What’s in the pipeline for cardiometabolic medicine?
We now have unprecedented levels of research and development into drugs that can help manage cardiovascular risk, particularly in type 2 diabetes. Professor Naveed Sattar (University of Glasgow, UK) and Professor Darren McGuire (UT Southwestern, USA) get to grips with how this has come about and what new treatments we might look to in the future.
These are certainly exciting times for cardiometabolic medicine. As well as the new generation of antihyperglycaemics – the SGLT-2 inhibitors and GLP-1 receptor agonists, which have been shown to have cardiovascular benefits above and beyond their effect on blood glucose - there are promising developments in the fields of lipids and anti-inflammatories.
“Our toolbox has massively expanded, particularly in type 2 diabetes,” says Naveed. But he is quick to point out how unexpected some of these developments have been, citing in particular the benefits of SGLT-2 inhibitors for heart failure. Such unintended consequences have helped shed new light on the pathogenesis of cardiovascular disease in type 2 diabetes.

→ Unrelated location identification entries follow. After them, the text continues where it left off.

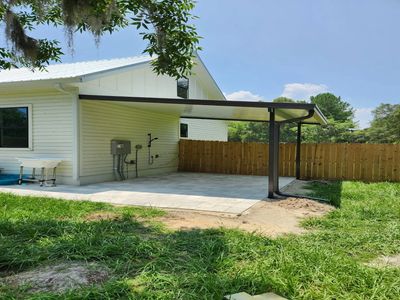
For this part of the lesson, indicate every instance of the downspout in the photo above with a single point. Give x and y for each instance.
(76, 131)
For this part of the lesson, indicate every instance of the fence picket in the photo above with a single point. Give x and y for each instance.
(367, 162)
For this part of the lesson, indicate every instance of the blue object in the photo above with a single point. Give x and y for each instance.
(8, 179)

Darren agrees: “We had no conception that making glucose pee out in the urine would benefit the heart. I mean, how does that happen? But we’ve learned so much about biology and pathophysiology since - basically going back from the bedside to the bench, trying to understand this complex biology.”
One of the most striking messages in Naveed and Darren’s presentation is just how quickly things have changed in the cardiovascular R&D field over the last decade or so. The big bang in this respect, as Darren highlights, happened back in 2008, when the USA’s Food and Drug Administration (FDA) and European Medicines Agency made cardiovascular safety assessment a prerequisite of all drugs or medications for type 2 diabetes. Numerous large cardiovascular outcomes trials inevitably followed
“Most of the trials were somewhat overpowered for their non-inferiority target,” says Darren. “And with that benefit, we have had the opportunity now to demonstrate efficacy with selected therapies.”
There is a caveat however. “Now that we have proven therapies, where do we go? How long can we do placebo control in these trials? That’s a big question.”
With so many new treatments in the pipeline, it’s a question that is likely to be asked more and more frequently over the coming months and years.